No significant circularity in the derivation chain

full rationale

The paper presents an automated framework for generating predecoders for arbitrary qLDPC codes, with performance claims (over 90% workload processing, up to 3963x decoder utilization reduction, 72.71% OSD reduction, and hardware scaling for BB codes) described as empirical outcomes of applying the framework rather than quantities derived by definition from its own inputs. No equations, self-referential fitting, fitted-input-as-prediction, or load-bearing self-citations appear in the abstract or description that would reduce the central claims to tautologies or prior author work by construction.
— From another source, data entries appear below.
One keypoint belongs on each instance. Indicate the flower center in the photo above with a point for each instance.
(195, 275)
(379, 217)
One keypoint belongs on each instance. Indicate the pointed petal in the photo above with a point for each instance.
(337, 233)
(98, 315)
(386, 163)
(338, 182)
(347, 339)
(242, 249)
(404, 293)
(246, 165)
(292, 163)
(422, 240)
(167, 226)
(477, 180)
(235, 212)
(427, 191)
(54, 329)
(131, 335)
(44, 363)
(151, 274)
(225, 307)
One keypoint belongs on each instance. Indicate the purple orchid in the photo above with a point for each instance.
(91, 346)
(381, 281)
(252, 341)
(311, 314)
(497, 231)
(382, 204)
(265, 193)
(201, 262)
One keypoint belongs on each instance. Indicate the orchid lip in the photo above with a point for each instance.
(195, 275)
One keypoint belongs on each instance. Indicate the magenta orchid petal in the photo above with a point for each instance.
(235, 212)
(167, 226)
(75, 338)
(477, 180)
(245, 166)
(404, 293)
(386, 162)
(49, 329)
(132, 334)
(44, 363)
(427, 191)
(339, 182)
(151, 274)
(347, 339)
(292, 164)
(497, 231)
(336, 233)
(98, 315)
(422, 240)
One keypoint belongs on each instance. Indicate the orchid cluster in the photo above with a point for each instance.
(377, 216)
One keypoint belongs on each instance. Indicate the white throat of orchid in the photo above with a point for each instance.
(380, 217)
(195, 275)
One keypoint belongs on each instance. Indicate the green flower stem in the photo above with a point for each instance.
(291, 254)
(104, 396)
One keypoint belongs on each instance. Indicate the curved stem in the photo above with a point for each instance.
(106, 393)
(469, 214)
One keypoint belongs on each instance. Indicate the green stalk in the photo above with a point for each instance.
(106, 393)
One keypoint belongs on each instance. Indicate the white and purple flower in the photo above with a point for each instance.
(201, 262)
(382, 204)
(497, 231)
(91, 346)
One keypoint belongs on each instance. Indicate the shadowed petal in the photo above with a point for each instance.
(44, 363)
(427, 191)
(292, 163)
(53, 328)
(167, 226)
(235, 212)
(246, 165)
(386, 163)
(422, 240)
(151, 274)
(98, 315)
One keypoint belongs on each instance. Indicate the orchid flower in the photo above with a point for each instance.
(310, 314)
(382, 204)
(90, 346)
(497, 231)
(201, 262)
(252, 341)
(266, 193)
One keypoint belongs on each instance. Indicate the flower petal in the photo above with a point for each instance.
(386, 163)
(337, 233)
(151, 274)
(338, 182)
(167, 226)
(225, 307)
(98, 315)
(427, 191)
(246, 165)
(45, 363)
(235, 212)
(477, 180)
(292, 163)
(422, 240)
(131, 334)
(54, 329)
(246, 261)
The generation procedure and pipelined design are introduced as independent constructions, making the derivation self-contained against external benchmarks such as FPGA/ASIC implementations and workload metrics.

Axiom & Free-Parameter Ledger

0 free parameters · 1 axioms · 1 invented entities

The central claim rests on the existence and effectiveness of the automated predecoder generator; no explicit free parameters, new physical entities, or non-standard axioms are stated in the abstract.

axioms (1)
  • domain assumption Standard assumptions of quantum error correction, qLDPC code properties, and classical decoding latency models hold for the tested instances.
    The workload-reduction claims presuppose that qLDPC decoding behaves as modeled in prior literature.
invented entities (1)
  • Automated predecoder generation framework no independent evidence
    purpose: To produce lightweight predecoders for any qLDPC code without manual design.
    The framework itself is the novel artifact introduced to solve the stated gap.